Any help or suggestions is most appreciated.
One option is like the attached image for Create Primary Group, the setup is the following:
1. From a new worksheet, select All Time as your data source, and place Membership ID as a discrete dimension pill
2. Change to the year Table data source, and place Language Code as a discrete dimension pill
3. right-click the pill for Language Code and select Create Primary Group
4. rename this Ad Hoc Group to "Language Code"
repeat those steps for every other dimension that you want to have available to filter on that only exists in the Year Table.
Once complete, you no longer need the Year Table, as in the attached.
Another option instead of the Ad Hoc group is a CASE statement because Ad Hoc Groups cannot be referenced by other calculated fields. Also you would need to regenerate this Ad Hoc Group and/or CASE statement for each data refresh. With that in mind, this may not be the optimal method for your situation.
The best option in my opinion is to join this data before Tableau.
When you use a join before Tableau, you are joining your data BEFORE aggregation.
When you use a data blend, you are joining your data AFTER aggregation.
Also a data blend is only a LEFT join.
A data blend cannot filter on dimensions that do not exist in the Primary data source. The "Create Primary Group" operation is bringing the dimension from the secondary into the primary, but it is static, and does not update when your data updates. When you data changes, you need to redo the "Create Primary Group" operation.
Thanks for the workbook and detailed response Joe!
It does look like I'll have to stick with the join, rather then data blending, meaning we can't do incremental extracts. (Our join was a Left join anyway so this wasn't a concern).
We have a good 33 million records and growing in the Transactions (All time) table and a good 3 million members (Year Table). Creating all 7 Primary Groups we want would take a considerable amount of time. The other problem is making a sheet with the 3 million members causes Tableau to display the 'out of memory' error.
I did try the method you presented with a truncated 10,000 transactions table and it does function.
While I think your right and it isn't a solution that is viable for what I am trying to achieve here, I am curious about the CASE statement you mentioned.
The closest I got was a non-functioning (as in it returned the same 'canot aggregate error') statement that looked like the folowing:
CASE ATTR([MembershipID]) WHEN ATTR([YearTable].[MembershipID]) THEN ATTR([YearTable].[Language_Code])

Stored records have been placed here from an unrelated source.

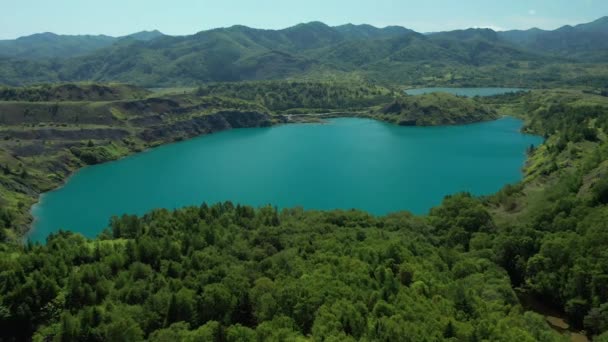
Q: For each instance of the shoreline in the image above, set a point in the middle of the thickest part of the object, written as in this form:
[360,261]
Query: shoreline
[40,198]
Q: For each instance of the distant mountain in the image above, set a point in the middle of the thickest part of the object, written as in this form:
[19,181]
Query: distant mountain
[50,45]
[314,49]
[46,45]
[145,35]
[581,42]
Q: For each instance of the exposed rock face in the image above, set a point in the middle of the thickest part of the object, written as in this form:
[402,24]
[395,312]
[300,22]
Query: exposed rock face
[65,134]
[206,124]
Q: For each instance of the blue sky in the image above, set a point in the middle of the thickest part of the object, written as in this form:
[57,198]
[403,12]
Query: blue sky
[179,17]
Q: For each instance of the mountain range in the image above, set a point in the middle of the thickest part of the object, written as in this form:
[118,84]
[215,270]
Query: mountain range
[306,50]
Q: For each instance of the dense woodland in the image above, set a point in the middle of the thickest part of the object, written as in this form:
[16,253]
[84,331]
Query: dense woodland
[233,273]
[229,272]
[473,57]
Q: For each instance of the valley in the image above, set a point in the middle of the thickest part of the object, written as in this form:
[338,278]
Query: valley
[312,183]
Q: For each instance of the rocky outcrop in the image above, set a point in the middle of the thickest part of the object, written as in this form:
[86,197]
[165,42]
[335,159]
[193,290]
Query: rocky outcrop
[65,134]
[205,124]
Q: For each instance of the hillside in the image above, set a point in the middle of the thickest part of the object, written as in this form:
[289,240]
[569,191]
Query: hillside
[320,52]
[587,42]
[50,45]
[47,132]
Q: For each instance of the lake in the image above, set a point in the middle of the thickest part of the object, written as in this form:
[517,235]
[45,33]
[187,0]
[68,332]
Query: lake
[344,163]
[468,92]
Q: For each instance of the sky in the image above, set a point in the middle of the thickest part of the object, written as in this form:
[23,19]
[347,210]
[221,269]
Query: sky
[182,17]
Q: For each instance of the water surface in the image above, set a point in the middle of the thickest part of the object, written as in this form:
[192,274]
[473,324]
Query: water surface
[345,163]
[468,92]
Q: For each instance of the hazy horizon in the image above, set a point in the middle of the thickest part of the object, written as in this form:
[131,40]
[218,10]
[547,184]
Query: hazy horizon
[185,17]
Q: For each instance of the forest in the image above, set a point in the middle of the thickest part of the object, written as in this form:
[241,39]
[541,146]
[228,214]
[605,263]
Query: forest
[230,272]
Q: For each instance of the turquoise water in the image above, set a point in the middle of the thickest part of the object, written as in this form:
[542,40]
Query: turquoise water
[345,163]
[468,92]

This also only returns a value when you do put the MemberID (linking field) on one of the rows/columns. (This is because of the use of ATTR, which seems to be required).
I mean a case statement that does the same thing as the ad hoc group, removing the need to join/blend. something like:
CASE [MembershipID] WHEN "S1" THEN 1 WHEN "S2" THEN 2 WHEN "S3" THEN 1 WHEN "S4" THEN 1 WHEN "S5" THEN 2 WHEN "S6" THEN 1 WHEN "S7" THEN 2 WHEN "S8" THEN 1 WHEN "S9" THEN 1 WHEN "S10" THEN 1 END
Ah. Thanks for the clarification. Given the situation, definetly not feasible.
I was mistaken in my comment about the CASE statement I supplied just returning 'values' (wich probably wasn't very clear). I had provided Language_Code with an alias and was expecting to see the Alias not the code.
I sure all of this will come in useful in the future.